だから私は違和感を覚え、疑問を投げかけた。
「彼は貴方と遭遇した後、いつも私にこう言っていたんです。あの女は私の恋人だと言い張るおかしな女だから無視するようにって。私もそれを信じてしまっていて。知らなかったとはいえ、貴方に悪いことをしてしまったのは事実です。申し訳ありません」
ーーあの男!
まさかそんな複雑なことになっていたのかと私はこめかみを押さえる。
「誰かに相談したりなんかはできませんでしたの?」
「私平民なので、家族や恋人にはとてもじゃありませんが相談できませんでした。平民ですよ? 相談しても貴族とのトラブルを対処できるわけないじゃありませんか。社交界でも貴族のご令嬢は私のことを軽蔑しており、まともに取り合ってくれないでしょうし、なにより、護衛という名の監視役の騎士がいつも私の近くに張り付いているのでどうすることもできなかったんです」
「なるほど、私に話せたのは、私が今日約束も無しに、窓から入ってきたからなのですね?」
「はい、そうなんです。ここで逃せば、もう後がないと思い……」
私は、自分を落ち着かせるために大きな息を吸い、そして吐き出した。
まさかこんなことになっていたとは。もちろん彼女の言い分だけを聞き、物事を判断するわけではないが、彼女はどうにも嘘をついていないように見えた。

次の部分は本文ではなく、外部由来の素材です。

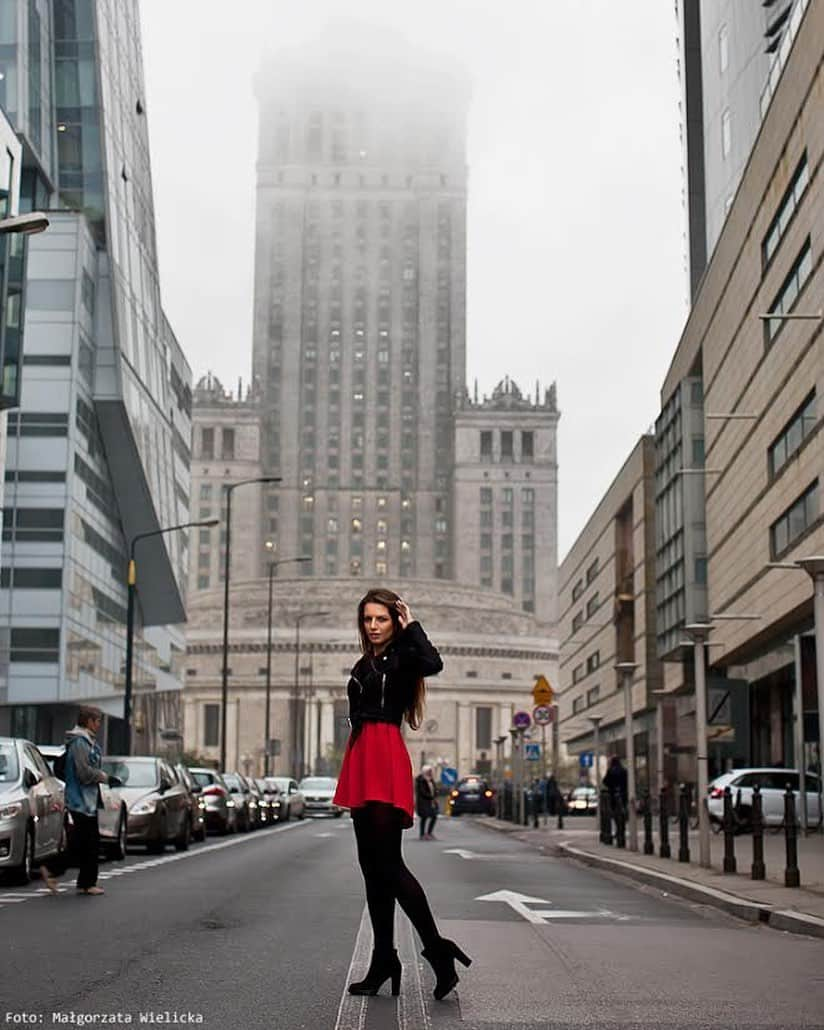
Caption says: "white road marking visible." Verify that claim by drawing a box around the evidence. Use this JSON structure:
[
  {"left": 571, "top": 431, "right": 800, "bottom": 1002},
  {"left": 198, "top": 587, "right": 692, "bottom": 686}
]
[
  {"left": 475, "top": 890, "right": 629, "bottom": 924},
  {"left": 0, "top": 822, "right": 308, "bottom": 908}
]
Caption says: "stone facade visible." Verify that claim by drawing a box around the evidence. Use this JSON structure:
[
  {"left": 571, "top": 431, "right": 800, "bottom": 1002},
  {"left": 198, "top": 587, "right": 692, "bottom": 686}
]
[{"left": 184, "top": 578, "right": 557, "bottom": 776}]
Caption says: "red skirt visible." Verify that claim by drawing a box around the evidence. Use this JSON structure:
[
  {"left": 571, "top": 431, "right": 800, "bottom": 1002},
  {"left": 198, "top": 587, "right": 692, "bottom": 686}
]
[{"left": 334, "top": 722, "right": 415, "bottom": 828}]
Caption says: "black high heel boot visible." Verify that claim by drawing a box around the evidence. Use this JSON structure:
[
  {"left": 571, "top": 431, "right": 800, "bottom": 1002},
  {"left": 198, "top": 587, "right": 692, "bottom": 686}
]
[
  {"left": 349, "top": 949, "right": 402, "bottom": 997},
  {"left": 420, "top": 937, "right": 472, "bottom": 1001}
]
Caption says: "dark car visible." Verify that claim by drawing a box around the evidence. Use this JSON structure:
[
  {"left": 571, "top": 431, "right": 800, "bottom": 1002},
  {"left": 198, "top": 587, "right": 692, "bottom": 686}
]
[
  {"left": 447, "top": 776, "right": 495, "bottom": 816},
  {"left": 102, "top": 755, "right": 193, "bottom": 852},
  {"left": 188, "top": 767, "right": 237, "bottom": 834},
  {"left": 174, "top": 762, "right": 206, "bottom": 840},
  {"left": 224, "top": 773, "right": 258, "bottom": 833}
]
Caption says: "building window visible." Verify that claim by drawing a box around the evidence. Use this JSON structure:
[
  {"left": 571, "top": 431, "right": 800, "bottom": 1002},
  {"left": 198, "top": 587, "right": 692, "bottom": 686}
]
[
  {"left": 761, "top": 151, "right": 810, "bottom": 268},
  {"left": 767, "top": 390, "right": 816, "bottom": 479},
  {"left": 203, "top": 705, "right": 220, "bottom": 748},
  {"left": 764, "top": 236, "right": 813, "bottom": 344},
  {"left": 721, "top": 107, "right": 732, "bottom": 158},
  {"left": 475, "top": 708, "right": 492, "bottom": 751},
  {"left": 769, "top": 480, "right": 819, "bottom": 558}
]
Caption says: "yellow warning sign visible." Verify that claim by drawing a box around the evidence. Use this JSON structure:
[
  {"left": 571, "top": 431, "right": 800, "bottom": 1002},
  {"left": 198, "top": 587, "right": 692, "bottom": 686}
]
[{"left": 533, "top": 676, "right": 555, "bottom": 705}]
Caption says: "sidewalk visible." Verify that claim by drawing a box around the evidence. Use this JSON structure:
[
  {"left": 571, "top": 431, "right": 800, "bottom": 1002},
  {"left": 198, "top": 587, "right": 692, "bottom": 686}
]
[{"left": 476, "top": 816, "right": 824, "bottom": 937}]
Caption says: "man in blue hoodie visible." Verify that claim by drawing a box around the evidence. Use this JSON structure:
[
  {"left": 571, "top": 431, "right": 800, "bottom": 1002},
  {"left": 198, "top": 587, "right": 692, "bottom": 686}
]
[{"left": 40, "top": 706, "right": 121, "bottom": 896}]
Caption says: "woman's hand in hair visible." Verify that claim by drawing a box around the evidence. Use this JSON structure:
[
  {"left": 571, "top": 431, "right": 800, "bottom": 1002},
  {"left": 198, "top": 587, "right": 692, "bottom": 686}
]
[{"left": 394, "top": 597, "right": 414, "bottom": 629}]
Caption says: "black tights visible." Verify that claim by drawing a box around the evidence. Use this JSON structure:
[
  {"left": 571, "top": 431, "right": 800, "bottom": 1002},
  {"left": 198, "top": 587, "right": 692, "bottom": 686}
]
[{"left": 352, "top": 801, "right": 440, "bottom": 953}]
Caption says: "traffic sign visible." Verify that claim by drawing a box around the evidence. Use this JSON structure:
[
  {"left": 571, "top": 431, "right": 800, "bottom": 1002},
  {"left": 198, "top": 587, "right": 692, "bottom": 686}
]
[
  {"left": 512, "top": 712, "right": 533, "bottom": 729},
  {"left": 533, "top": 676, "right": 555, "bottom": 705}
]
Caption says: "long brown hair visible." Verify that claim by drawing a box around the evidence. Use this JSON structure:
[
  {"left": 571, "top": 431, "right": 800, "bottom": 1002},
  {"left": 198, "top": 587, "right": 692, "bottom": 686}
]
[{"left": 357, "top": 587, "right": 426, "bottom": 729}]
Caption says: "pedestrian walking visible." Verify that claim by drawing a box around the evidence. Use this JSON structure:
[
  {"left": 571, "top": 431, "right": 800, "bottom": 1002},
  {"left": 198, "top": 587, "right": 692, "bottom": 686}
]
[
  {"left": 40, "top": 706, "right": 123, "bottom": 896},
  {"left": 415, "top": 765, "right": 440, "bottom": 840},
  {"left": 604, "top": 755, "right": 628, "bottom": 810},
  {"left": 335, "top": 589, "right": 471, "bottom": 1000}
]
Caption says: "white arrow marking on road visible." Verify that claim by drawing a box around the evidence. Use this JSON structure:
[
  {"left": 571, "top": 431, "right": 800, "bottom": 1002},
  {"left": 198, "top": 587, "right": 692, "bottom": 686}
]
[
  {"left": 475, "top": 891, "right": 552, "bottom": 923},
  {"left": 475, "top": 891, "right": 628, "bottom": 923}
]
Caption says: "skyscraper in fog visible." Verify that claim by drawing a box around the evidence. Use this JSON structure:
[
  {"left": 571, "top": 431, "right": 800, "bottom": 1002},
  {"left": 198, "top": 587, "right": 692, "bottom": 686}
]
[{"left": 253, "top": 28, "right": 468, "bottom": 578}]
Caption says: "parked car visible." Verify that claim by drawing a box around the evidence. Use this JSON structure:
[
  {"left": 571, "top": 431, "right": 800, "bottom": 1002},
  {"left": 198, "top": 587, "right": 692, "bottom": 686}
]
[
  {"left": 188, "top": 767, "right": 237, "bottom": 834},
  {"left": 447, "top": 776, "right": 495, "bottom": 816},
  {"left": 0, "top": 736, "right": 65, "bottom": 883},
  {"left": 567, "top": 787, "right": 598, "bottom": 816},
  {"left": 37, "top": 744, "right": 129, "bottom": 861},
  {"left": 174, "top": 762, "right": 206, "bottom": 840},
  {"left": 707, "top": 768, "right": 821, "bottom": 826},
  {"left": 300, "top": 776, "right": 343, "bottom": 819},
  {"left": 272, "top": 776, "right": 306, "bottom": 820},
  {"left": 224, "top": 773, "right": 255, "bottom": 833},
  {"left": 258, "top": 776, "right": 289, "bottom": 823},
  {"left": 103, "top": 755, "right": 193, "bottom": 852}
]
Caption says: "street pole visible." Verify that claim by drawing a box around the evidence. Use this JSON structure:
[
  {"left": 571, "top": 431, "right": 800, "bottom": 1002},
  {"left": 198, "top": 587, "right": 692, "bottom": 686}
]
[
  {"left": 685, "top": 622, "right": 713, "bottom": 869},
  {"left": 615, "top": 661, "right": 638, "bottom": 851},
  {"left": 798, "top": 555, "right": 824, "bottom": 833},
  {"left": 220, "top": 476, "right": 280, "bottom": 773},
  {"left": 123, "top": 518, "right": 219, "bottom": 755}
]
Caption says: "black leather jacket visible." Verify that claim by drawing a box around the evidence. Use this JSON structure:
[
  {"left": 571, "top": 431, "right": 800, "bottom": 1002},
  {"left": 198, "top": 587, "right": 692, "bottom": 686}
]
[{"left": 346, "top": 622, "right": 444, "bottom": 737}]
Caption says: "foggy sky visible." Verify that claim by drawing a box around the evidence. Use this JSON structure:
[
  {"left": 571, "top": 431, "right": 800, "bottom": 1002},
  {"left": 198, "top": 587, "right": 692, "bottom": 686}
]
[{"left": 141, "top": 0, "right": 687, "bottom": 559}]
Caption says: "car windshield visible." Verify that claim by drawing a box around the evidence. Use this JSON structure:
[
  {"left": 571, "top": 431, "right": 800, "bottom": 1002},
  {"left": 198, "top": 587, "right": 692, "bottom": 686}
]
[
  {"left": 301, "top": 776, "right": 338, "bottom": 790},
  {"left": 0, "top": 744, "right": 18, "bottom": 783},
  {"left": 102, "top": 758, "right": 158, "bottom": 787}
]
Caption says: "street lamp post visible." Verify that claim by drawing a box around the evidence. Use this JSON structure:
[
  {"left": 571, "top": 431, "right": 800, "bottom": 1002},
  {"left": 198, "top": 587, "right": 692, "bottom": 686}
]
[
  {"left": 291, "top": 611, "right": 330, "bottom": 780},
  {"left": 123, "top": 518, "right": 219, "bottom": 755},
  {"left": 220, "top": 476, "right": 280, "bottom": 771},
  {"left": 615, "top": 661, "right": 638, "bottom": 851},
  {"left": 684, "top": 622, "right": 713, "bottom": 869},
  {"left": 264, "top": 556, "right": 312, "bottom": 776}
]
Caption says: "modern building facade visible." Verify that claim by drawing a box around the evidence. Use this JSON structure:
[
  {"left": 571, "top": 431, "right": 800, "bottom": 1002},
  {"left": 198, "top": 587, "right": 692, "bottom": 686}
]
[
  {"left": 0, "top": 0, "right": 192, "bottom": 749},
  {"left": 656, "top": 4, "right": 824, "bottom": 771},
  {"left": 558, "top": 436, "right": 674, "bottom": 789},
  {"left": 677, "top": 0, "right": 809, "bottom": 298}
]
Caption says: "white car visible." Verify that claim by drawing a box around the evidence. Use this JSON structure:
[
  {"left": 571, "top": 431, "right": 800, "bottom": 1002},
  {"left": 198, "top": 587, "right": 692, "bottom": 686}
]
[
  {"left": 707, "top": 768, "right": 821, "bottom": 826},
  {"left": 300, "top": 776, "right": 343, "bottom": 819}
]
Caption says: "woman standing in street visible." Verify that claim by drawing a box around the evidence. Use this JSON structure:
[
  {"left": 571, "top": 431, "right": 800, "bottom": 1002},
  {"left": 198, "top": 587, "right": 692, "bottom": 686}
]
[
  {"left": 415, "top": 765, "right": 438, "bottom": 840},
  {"left": 335, "top": 589, "right": 471, "bottom": 1000}
]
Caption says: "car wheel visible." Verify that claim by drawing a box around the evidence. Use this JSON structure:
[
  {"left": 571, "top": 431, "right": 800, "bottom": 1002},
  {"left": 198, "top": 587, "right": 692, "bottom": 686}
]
[
  {"left": 174, "top": 816, "right": 192, "bottom": 851},
  {"left": 108, "top": 810, "right": 129, "bottom": 862}
]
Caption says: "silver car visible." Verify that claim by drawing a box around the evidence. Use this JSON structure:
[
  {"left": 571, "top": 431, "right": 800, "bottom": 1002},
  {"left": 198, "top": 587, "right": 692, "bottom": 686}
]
[
  {"left": 301, "top": 776, "right": 343, "bottom": 819},
  {"left": 0, "top": 736, "right": 65, "bottom": 883}
]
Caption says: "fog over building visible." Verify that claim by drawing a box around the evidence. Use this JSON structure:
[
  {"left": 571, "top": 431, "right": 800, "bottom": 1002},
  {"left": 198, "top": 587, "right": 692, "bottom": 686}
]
[{"left": 190, "top": 25, "right": 558, "bottom": 767}]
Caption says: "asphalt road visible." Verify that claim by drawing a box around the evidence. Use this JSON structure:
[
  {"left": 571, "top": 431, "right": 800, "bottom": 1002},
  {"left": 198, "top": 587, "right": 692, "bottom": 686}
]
[{"left": 0, "top": 818, "right": 824, "bottom": 1030}]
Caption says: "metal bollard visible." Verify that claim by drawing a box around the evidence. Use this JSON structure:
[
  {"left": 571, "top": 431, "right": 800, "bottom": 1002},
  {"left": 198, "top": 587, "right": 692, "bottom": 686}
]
[
  {"left": 750, "top": 784, "right": 766, "bottom": 880},
  {"left": 784, "top": 787, "right": 801, "bottom": 887},
  {"left": 658, "top": 788, "right": 673, "bottom": 858},
  {"left": 724, "top": 787, "right": 735, "bottom": 872},
  {"left": 644, "top": 790, "right": 655, "bottom": 855},
  {"left": 678, "top": 783, "right": 689, "bottom": 862},
  {"left": 598, "top": 787, "right": 612, "bottom": 844},
  {"left": 613, "top": 797, "right": 626, "bottom": 848}
]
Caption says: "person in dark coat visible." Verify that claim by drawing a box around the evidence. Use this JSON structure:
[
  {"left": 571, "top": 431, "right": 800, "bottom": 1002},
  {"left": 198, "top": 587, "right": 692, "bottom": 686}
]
[
  {"left": 415, "top": 765, "right": 440, "bottom": 840},
  {"left": 604, "top": 755, "right": 628, "bottom": 809}
]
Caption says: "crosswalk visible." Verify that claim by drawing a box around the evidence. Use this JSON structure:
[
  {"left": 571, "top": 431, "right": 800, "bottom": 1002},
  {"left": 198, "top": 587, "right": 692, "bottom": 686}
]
[{"left": 0, "top": 822, "right": 309, "bottom": 909}]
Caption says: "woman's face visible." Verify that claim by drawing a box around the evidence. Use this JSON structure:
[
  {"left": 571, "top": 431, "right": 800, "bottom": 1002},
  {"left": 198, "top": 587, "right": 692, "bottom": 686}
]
[{"left": 364, "top": 602, "right": 394, "bottom": 651}]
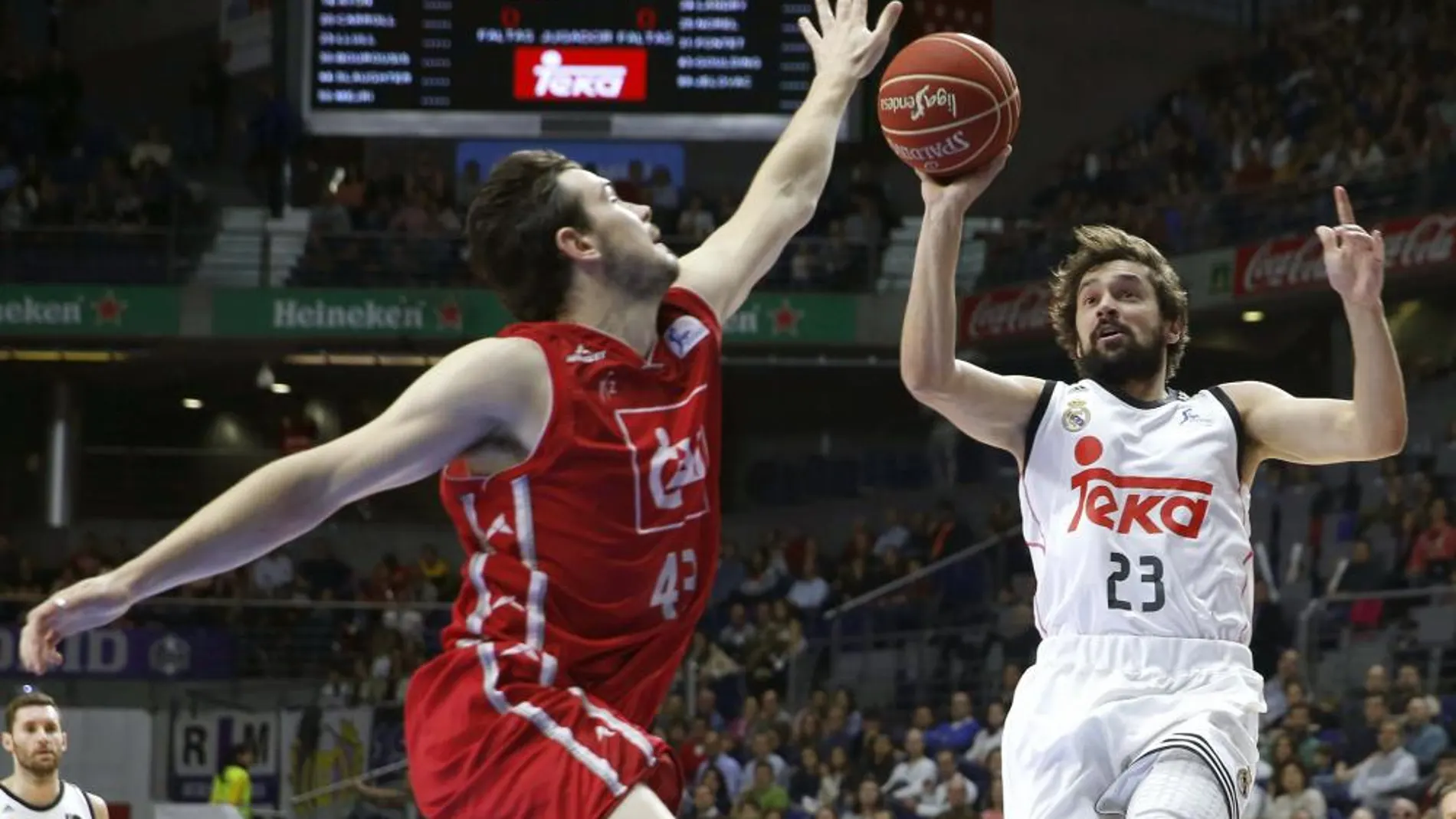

彼と彼女の話の詳しい経緯は懇意にしているギルドに調べさせることにして、私はとりあえず、すんすんと啜り泣く彼女にこう言った。
「安心して、私がなんとかするわ」
彼女はパッと顔を上げた。その表情は期待の色に染まっていた。
私は元婚約者からこの子を守ることを決意した。
それはただ彼女があまりにも不憫だったからであり、彼を取り戻そうなどという魂胆は少しもない。
この話を聞いて、私もこのことが終われば彼から離れようと決意した。
「ほ、本当ですか?」
「ええ本当よ」
私はニコリと微笑み、彼女を抱きしめた。すると、彼女は今まで我慢していたようで思いっきり泣き出した。
かくして、私の彼女を逃すための戦いが始まったのである。